Un buen día con otros individuos, que andaban comiendo musas a todas
horas y anhelaban convertirse también en bardos urbanos, conformamos
un grupo literario y luego multigrafiamos una revista, un cuaderno
nada sacrosanto de cien páginas. En este dilema de todos poetas me
asignaron la tarea de escribir los ensayos y ahí empezó todo.
El género te atrapa por
muchas razones y el hombre que lo patentó fue Michel de Montaigne,
un escritor francés nacido en el año 1533. Luego Sir Francis Bacon,
célebre filósofo, político, abogado y escritor le daría una forma
más sintética y lo demás es historia. Los ensayos de Montaigne
permanecen hasta hoy por esa profunda honestidad con que fueron
escritos, aparte que las citas incluidas demuestran una voracidad
lectora como pocas y son en sí mismas un inestimable arte.
¿Y qué diantre es el
ensayo? Son muchas las definiciones que andan por los predios de la
Internet, pero la de Edmund Gosse (que la leí en el estudio
preliminar que hace Adolfo Bioy Casares a una antología de ensayista
ingleses) me parece la más indicada: “El ensayo es un escrito de
moderada extensión, generalmente en prosa, que de un modo subjetivo
y fácil trata de un asunto cualquiera”. No obstante no muchos
escritos cortos son ensayos y no muchos textos algo más extensos,
por mucho acicalamiento académico que exhiban, llegan a ser ensayos.
El amanecer. Paul Delvaux (1897-1994) |
En el ensayo hay dos
características insoslayable: la creación a partir de… y el juego
como tanteo divertido y nunca definitivo, aunque a veces el autor de
la impresión de lamentable cascarrabias y amargueta. Georg Lukács
escribió que “el ensayo habla siempre de algo ya formado o, en el
mejor de los casos, de algo que ya en otra ocasión ha sido; es pues
su esencia el no sacar cosas nuevas de una nada vacía, sino
limitarse a ordenar de un modo nuevo cosas que ya en algún momento
fueron vivas”. Entonces el ensayista es apenas un acomodador de
argumentos, ideas y puntos de vistas que tienen tiempo dando sus
paseos respectivos. El ensayista recicla, o acicala, toda esa
amalgama de cosas y las presenta desde una perspectiva actualizada.

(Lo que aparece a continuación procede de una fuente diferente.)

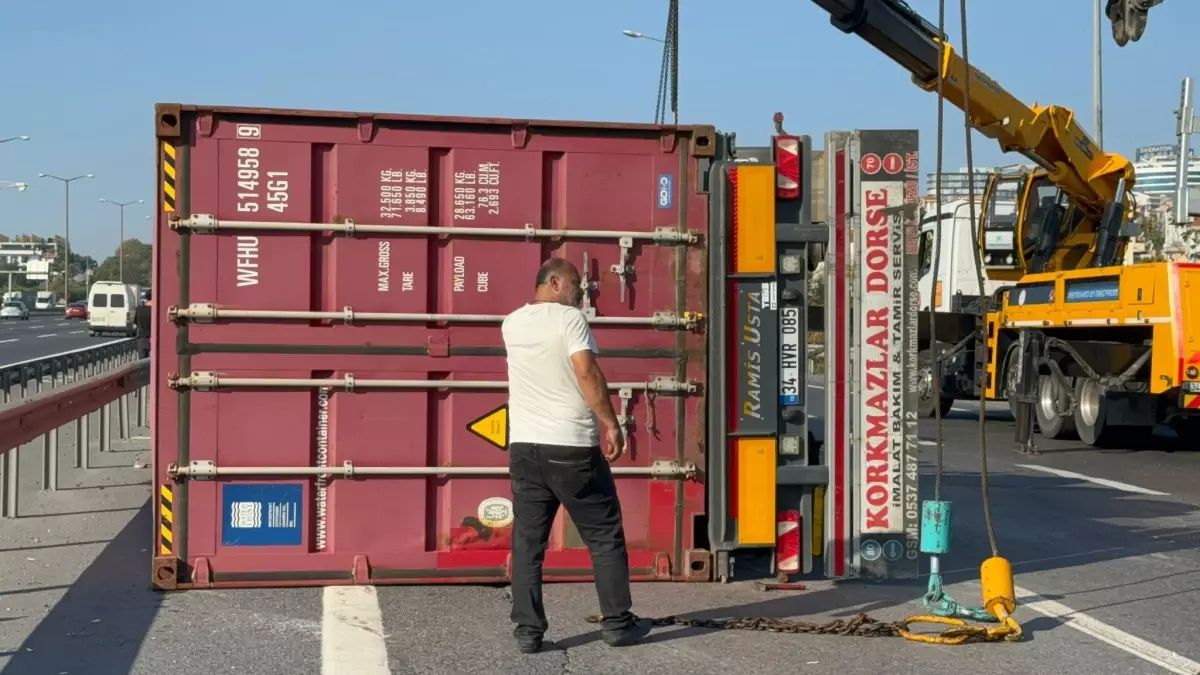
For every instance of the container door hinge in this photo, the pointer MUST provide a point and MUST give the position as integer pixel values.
(625, 417)
(204, 125)
(687, 321)
(520, 135)
(673, 471)
(624, 270)
(587, 286)
(670, 384)
(366, 129)
(196, 312)
(196, 381)
(203, 223)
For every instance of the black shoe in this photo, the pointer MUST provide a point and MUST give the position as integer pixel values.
(628, 635)
(529, 644)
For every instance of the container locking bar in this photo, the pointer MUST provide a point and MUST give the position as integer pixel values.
(208, 470)
(208, 223)
(204, 312)
(209, 381)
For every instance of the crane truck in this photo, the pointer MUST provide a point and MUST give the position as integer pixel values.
(1073, 339)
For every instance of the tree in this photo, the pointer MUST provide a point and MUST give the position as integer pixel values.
(138, 262)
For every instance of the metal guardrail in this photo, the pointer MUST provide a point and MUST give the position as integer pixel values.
(57, 366)
(58, 389)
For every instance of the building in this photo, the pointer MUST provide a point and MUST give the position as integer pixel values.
(1156, 171)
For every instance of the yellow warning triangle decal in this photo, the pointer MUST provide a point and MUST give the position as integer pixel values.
(492, 426)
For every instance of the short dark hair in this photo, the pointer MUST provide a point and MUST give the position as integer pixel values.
(550, 268)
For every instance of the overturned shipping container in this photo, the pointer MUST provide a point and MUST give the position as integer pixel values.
(329, 371)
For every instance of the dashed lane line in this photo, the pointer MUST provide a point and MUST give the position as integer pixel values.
(1092, 479)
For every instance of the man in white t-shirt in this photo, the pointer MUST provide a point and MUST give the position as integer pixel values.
(557, 395)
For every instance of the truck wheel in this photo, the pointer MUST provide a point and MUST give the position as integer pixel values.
(927, 401)
(1091, 419)
(1051, 401)
(1011, 369)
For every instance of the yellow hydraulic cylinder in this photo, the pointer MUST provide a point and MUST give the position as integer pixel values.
(999, 591)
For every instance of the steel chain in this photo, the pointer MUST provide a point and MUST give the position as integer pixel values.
(859, 626)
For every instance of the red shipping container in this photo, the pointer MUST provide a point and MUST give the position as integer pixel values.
(328, 366)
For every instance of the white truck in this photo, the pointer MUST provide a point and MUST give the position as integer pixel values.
(46, 300)
(957, 284)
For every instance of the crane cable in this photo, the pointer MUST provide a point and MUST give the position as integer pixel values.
(999, 591)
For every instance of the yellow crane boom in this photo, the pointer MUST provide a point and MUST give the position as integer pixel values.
(1049, 136)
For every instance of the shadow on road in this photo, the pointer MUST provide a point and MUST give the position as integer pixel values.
(99, 626)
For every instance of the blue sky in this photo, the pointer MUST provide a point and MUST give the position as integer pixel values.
(82, 78)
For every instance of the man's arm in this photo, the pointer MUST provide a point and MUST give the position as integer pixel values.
(581, 347)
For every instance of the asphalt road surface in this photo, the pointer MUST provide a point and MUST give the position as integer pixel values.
(43, 335)
(1104, 545)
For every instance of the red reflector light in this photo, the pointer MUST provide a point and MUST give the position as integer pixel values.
(787, 167)
(787, 542)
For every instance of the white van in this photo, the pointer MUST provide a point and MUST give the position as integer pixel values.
(111, 306)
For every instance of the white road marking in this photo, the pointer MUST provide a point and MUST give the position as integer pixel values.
(1104, 482)
(352, 632)
(1146, 651)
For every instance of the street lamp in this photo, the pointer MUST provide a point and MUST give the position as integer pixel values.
(120, 251)
(636, 35)
(1097, 73)
(66, 216)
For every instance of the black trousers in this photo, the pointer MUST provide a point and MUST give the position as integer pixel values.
(580, 479)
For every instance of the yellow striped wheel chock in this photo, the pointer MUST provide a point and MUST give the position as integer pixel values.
(168, 178)
(166, 520)
(959, 631)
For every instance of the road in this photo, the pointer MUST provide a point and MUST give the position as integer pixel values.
(1104, 544)
(42, 335)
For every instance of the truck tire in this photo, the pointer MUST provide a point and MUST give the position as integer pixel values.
(927, 405)
(1009, 376)
(1053, 400)
(1091, 419)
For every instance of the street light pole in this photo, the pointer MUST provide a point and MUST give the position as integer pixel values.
(66, 221)
(1097, 79)
(120, 249)
(636, 35)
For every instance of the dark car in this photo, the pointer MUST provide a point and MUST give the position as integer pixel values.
(77, 310)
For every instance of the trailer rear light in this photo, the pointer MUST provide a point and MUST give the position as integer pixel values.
(787, 167)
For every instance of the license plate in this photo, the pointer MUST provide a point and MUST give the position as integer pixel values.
(790, 374)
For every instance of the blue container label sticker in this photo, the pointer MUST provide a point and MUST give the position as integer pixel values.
(665, 191)
(262, 514)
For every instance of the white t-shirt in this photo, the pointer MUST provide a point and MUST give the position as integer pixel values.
(545, 402)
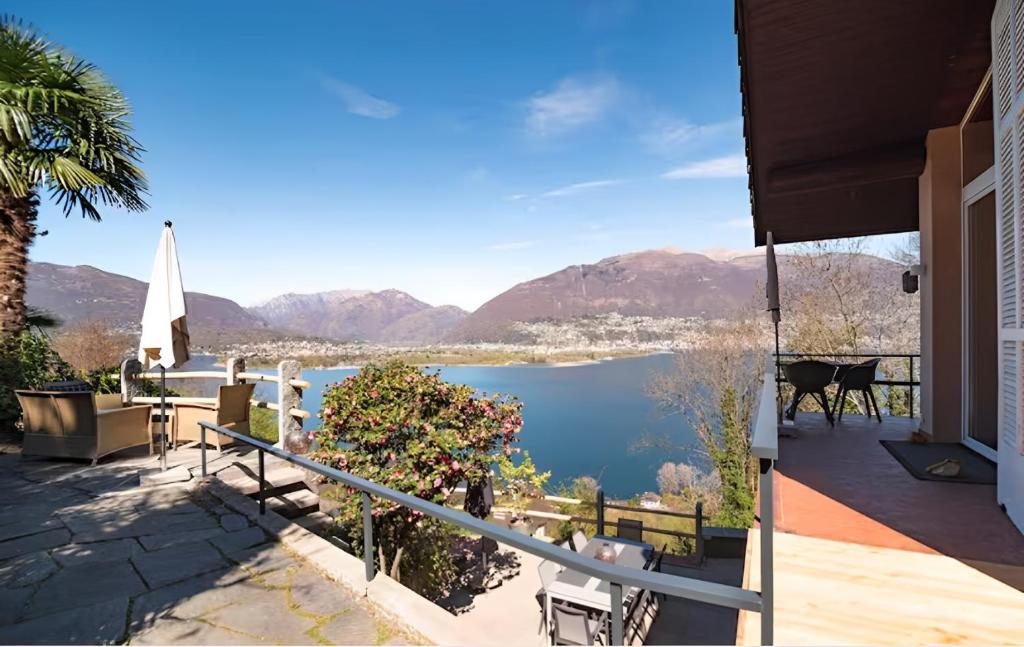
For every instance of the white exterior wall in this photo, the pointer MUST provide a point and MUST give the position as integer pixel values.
(1008, 92)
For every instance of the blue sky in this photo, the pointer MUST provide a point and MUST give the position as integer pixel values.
(450, 149)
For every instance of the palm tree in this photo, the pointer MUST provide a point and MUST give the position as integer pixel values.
(64, 131)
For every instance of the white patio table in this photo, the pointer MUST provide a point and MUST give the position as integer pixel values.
(583, 590)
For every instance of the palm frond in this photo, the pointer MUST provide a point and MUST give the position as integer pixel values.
(64, 128)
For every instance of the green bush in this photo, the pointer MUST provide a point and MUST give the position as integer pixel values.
(27, 361)
(263, 424)
(411, 431)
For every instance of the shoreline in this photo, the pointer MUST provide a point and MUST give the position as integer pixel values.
(555, 360)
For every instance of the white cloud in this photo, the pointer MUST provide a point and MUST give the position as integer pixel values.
(359, 101)
(668, 133)
(729, 166)
(738, 223)
(573, 102)
(516, 245)
(580, 187)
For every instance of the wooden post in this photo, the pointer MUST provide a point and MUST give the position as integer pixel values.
(698, 525)
(129, 369)
(289, 397)
(232, 368)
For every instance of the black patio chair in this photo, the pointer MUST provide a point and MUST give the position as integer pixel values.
(859, 378)
(810, 377)
(630, 529)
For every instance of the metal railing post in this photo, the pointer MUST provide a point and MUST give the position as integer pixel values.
(617, 635)
(699, 531)
(262, 492)
(909, 388)
(368, 535)
(766, 487)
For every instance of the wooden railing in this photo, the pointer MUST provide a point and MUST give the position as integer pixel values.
(599, 521)
(288, 378)
(912, 361)
(617, 575)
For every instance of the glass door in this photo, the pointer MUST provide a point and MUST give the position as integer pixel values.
(981, 334)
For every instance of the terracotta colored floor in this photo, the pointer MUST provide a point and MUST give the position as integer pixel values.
(842, 484)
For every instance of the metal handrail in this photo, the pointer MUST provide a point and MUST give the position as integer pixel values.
(615, 575)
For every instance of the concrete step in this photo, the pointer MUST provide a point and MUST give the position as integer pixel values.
(280, 480)
(315, 521)
(294, 504)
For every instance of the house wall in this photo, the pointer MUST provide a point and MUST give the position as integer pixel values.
(939, 213)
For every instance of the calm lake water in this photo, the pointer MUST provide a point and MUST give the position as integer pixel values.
(578, 420)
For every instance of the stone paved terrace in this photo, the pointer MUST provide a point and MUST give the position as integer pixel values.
(88, 556)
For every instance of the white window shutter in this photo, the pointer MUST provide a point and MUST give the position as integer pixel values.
(1008, 88)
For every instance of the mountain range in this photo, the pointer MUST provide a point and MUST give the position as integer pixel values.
(656, 283)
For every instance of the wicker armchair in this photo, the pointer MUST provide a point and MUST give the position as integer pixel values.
(230, 411)
(70, 425)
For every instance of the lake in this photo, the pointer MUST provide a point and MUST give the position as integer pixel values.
(578, 420)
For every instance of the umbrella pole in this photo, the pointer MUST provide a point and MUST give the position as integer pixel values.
(778, 377)
(163, 419)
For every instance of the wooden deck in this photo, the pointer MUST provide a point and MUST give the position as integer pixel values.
(866, 554)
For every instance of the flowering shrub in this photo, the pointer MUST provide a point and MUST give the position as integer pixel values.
(411, 431)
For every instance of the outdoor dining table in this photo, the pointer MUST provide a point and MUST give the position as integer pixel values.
(586, 591)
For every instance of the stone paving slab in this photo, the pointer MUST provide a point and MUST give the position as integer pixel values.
(187, 566)
(81, 586)
(27, 569)
(33, 543)
(186, 599)
(111, 551)
(101, 623)
(233, 542)
(231, 522)
(172, 564)
(158, 542)
(12, 602)
(175, 632)
(348, 629)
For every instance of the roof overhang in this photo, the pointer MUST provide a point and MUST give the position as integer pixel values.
(838, 100)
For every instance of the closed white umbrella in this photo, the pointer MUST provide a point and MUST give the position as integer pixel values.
(165, 335)
(775, 307)
(771, 287)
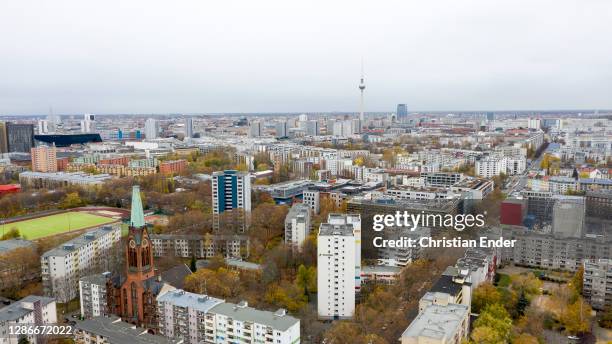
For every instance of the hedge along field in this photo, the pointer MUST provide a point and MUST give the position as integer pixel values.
(55, 224)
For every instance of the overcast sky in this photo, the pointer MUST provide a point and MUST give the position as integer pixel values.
(273, 56)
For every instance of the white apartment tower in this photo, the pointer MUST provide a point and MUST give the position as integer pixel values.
(255, 129)
(188, 127)
(63, 266)
(32, 311)
(151, 128)
(338, 270)
(197, 318)
(88, 124)
(231, 190)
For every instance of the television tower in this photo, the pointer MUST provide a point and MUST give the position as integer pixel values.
(361, 88)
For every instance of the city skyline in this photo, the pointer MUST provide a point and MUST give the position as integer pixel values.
(275, 57)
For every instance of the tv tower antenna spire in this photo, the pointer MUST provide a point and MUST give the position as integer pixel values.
(361, 88)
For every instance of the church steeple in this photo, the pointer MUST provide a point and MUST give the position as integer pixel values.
(137, 214)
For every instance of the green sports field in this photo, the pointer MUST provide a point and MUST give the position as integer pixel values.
(55, 224)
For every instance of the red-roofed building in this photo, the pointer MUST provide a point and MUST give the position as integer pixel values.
(9, 188)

W. Adorno que escribió ese esplendido texto El ensayo como forma,
aseguraba que fortuna y juego le son esenciales (al ensayo no al
ensayista) y que “No empieza por Adán y Eva, sino por aquello de
que quiere hablar; dice lo que a su propósito se le ocurre, termina
cuando él mismo se siente llegado al final, y no donde ya no queda
resto alguno: así se sitúa entre las di-versiones”.
Otra de las
características básicas del ensayo es que va mezclando experiencia
(tanto leída como vital) con la cotidianidad más rupestre. El
escepticismo es su marca de fábrica. Descreer de lo aprendido y dar
largos paseos por la herejía y contra todas esas sutiles formas del
poder que trata de anular cualquier requiebro libertario hasta llegar
a esa interioridad particular. El ensayo, como bien lo enseñó
Montaigne, es una forma de revisarse a sí mismo, de hurgar en ese
cuarto de los trastos que algunos llaman conciencia e iniciar una
encarnizada limpieza de todos esos veniales prejuicios que nos
impulsan y nos convierten en parte de ese redil humano en consenso, a
veces despiadado y carente de sutileza. Lo escrito por Adorno es
puntual: “El género nace con un ojo puesto en el escepticismo y
otro en la reivindicación de la experiencia; descree de lo
aprendido, sigue el sendero de la herejía y entonces voltea hacia la
propia subjetividad, ese asidero no menos tambaleante. El ensayo
sería poca cosa si no fuera también una forma de palparse, de ir al
encuentro de uno mismo, de tentarse: Montaigne, explorador de sí
mismo, concebía al yo como algo tentativo, en construcción,
inestable; decía que había hecho su libro tanto como su libro lo
había hecho a él”.
La academia ha visto en
el ensayo una veta ideal para confeccionar sus tesinas, los trabajos
de ascenso académico, los escritos para revistas arbitradas, las
tareas para el postgrado en ciernes y un ramillete florido de
etcétera. Los profesores universitarios, del feudo de las artes y
las letras, se han convertido en indiscutibles profesionales del
ensayo. Como el género es maleable y un tanto elástico se le
utiliza como maquillaje para monografías, reseñas de libros,
estudios, discursos y colecciones de artículos. El ensayo es menos
ajustado, preciso y tiende más a ser un borrador (Borges hablaba de
sus ensayos como tentativos borradores) inacabado que no lo tiene
todo claro y que conjuga la bibliografía de la biblioteca con esa
indispensable que proporciona la existencia.
Algo que afirmó con
nitidez Adorno es que el ensayo trata de darle perdurabilidad a lo
transitorio, trata de fijar lo efímero, de darle carne trascendente
a eso que para muchos resulta banal, inconstante, superfluo. El
ensayo fija los detalles nimios con chinchetas de inmortalidad,
aunque suene rebuscado y algo profesoral.
Soledad. Paul Delvaux |
Montaigne en su exordio
al lector sobre sus ensayos acotaba: “Este es un libro de buena
fe, lector. Desde el comienzo te advertirá que con el no persigo
ningún fin trascendental, sino sólo privado y familiar; tampoco me
propongo con mi obra prestarte ningún servicio, ni con ella trabajo
para mi gloria, que mis fuerzas no alcanzan al logro de tal designio.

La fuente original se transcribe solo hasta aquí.